Architecture Overview
Eventgen a modular set of Python code, structured as a Splunk application, which allows for a number of use cases:
- Stand-alone event generation
- Embedding in Splunk and serving multiple Splunk apps’ event generation needs by allowing those apps to specify an eventgen.conf in their Splunk default/local app directories.
- Generation built using sample files and configuration
- Generation using custom code to model a scenario
- Output to Splunk modular input or any number of pluggable output modes
Prior to version 4, Eventgen was a monolithic set of code with dozens of configuration tuneables all driving a complex set of conditional code. Over its life, Eventgen has grown so many tunables that the code had essentially become unmaintainable. This drove a desire by Brian Bingham (bbingham@splunk.com), the primary Eventgen maintainer, to rearchitect the code to make it more modular.
A second set of requirements also drove the version 4 re-architecture. There continue to be a number of eventgens written internally to Splunk, and while most of those developers would be happy using Eventgen, either the config syntax is more arduous to learn than writing some python code or the scenario they want to model simply isn’t possible using relatively naive methods of looking for events and replacing regex identified tokens with substitutions from random selections. Replay mode is also insuffucient in that they do not want to have to base the eventgens on real data.
These requirements have led to this new architecture in verison 4. Eventgen is now completely modular, with the core code base handling a few tasks:
- Configuration management
- Config can come from Splunk if running as an app or via python’s ConfigParser if running standalones
- Handles flattening of configs from global defaults and individual config files
- Loading Plugins
- Load plugins from the
lib/plugins
directory or App’sbin
directories, with three types of Plugins: Rating, Generator and Output - For more detail on writing plugins, see the Plugins documentation
- Load plugins from the
- Creating timers for each sample
- For samples with queueable generators (meaning we can have multiple threads generating sample simultaneously), the timer wakes up every interval and puts a task in the queue to be generated by a generator worker
- For samples which are not queueable (meaning we can only run one simultaneous thread of the generator), the thread runs the generator plugin single threaded and handles sleeping the proper amount to manage intervals.
- Managing workers
- Generator and Output plugins run as separate threads or processes and can have a configurable number of workers running
That’s about it, everything else is handed in a plugin.
Basic Flow
Events get generated through a series of processing queues. Everything in the core eventgen architecture is multi-threaded. In order to get around Python’s Global Interpreter Lock (GIL), we can also run in a multiprocess mode. Essentially:
Timers -> Generator Jobs in Generator Queue -> Output Jobs in Output Queue (Optional)
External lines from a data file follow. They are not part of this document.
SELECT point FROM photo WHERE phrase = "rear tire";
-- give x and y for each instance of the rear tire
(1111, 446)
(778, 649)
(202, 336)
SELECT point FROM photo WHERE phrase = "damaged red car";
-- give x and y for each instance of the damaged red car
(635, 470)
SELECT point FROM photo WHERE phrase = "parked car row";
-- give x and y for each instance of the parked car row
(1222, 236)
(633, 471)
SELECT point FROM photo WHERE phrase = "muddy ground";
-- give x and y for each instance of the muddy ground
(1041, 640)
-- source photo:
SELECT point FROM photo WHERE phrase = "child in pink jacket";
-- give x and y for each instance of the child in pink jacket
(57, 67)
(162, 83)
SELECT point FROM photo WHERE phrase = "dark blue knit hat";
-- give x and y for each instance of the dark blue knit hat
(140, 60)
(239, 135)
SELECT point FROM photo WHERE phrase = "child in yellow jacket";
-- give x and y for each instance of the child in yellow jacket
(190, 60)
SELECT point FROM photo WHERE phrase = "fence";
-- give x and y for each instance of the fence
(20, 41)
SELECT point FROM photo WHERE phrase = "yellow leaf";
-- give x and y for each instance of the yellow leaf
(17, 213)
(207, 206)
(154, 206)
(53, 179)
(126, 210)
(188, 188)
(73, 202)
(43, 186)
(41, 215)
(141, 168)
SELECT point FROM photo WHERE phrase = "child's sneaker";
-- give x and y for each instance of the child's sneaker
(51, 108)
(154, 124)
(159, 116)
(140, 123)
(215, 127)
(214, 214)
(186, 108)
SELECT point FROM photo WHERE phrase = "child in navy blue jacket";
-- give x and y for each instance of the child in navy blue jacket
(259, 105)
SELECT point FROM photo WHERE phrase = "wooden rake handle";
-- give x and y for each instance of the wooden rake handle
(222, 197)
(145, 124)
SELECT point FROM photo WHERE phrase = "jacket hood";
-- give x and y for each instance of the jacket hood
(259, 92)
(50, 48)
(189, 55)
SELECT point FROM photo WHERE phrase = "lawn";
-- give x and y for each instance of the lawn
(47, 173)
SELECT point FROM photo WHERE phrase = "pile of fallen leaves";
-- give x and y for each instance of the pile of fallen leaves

Depending on tunable parameters, these can be threads or processes and can either all run on one machine or multiple machines.
Scaling
This queue architecture allows significant advantages by distributing processing. At each timer execution a generation job gets put in the queue. This queue by default is a Python Queue (either in queue.Queue or multiprocessing.Queue). For details, see the Performance guide
Testing
Given the complexity and the reimplementation of a number of features during refactors, we’ve also built out a number of test examples. We currently don’t have test scripts built with assertions etc, but there are a series of configs and samples under the tests/
directory which should demonstrate and allow testing of basic functionality. Check out the tests/sample_eventgen_conf
directory in the project for commonly-used plugins and configurations. You can execute a test config by doing:
python -m splunk_eventgen generate tests/<dir>/<test>.conf
Controller-Server Architecture
This is a new feature included in version >= 6.0 Traditionally, it has been difficult to configure multiple Eventgen instances at the same time. The performance of a single Eventgen instance is often limited in its architecture and compute power of the host machine. We introduce Controller-Server architecture to support scalable Eventgen deployment.
In this Architecture, we may have one or multiple servers (Eventgen instances), one controller and one instance of Redis (which lives inside of the same container as the controller). You don’t have to worry about setting up Redis yourself. Redis is used for communication between Controller and Servers.
In order to get setup, I would recommend building a Docker image locally using make image
command.
Then, start a single instance of Controller (using controller
as the container argument). You may start any number of servers (using server
as the container argument) with env var REDIS_HOST
and REDIS_PORT
that points to the controller’s host address and Redis port (by default 6379
).
Standalone Architecture
Users can also set up Standalone Eventgen servers without a controller (using standalone
as the container argument). Standalone mode allows users to use the same backend API calls.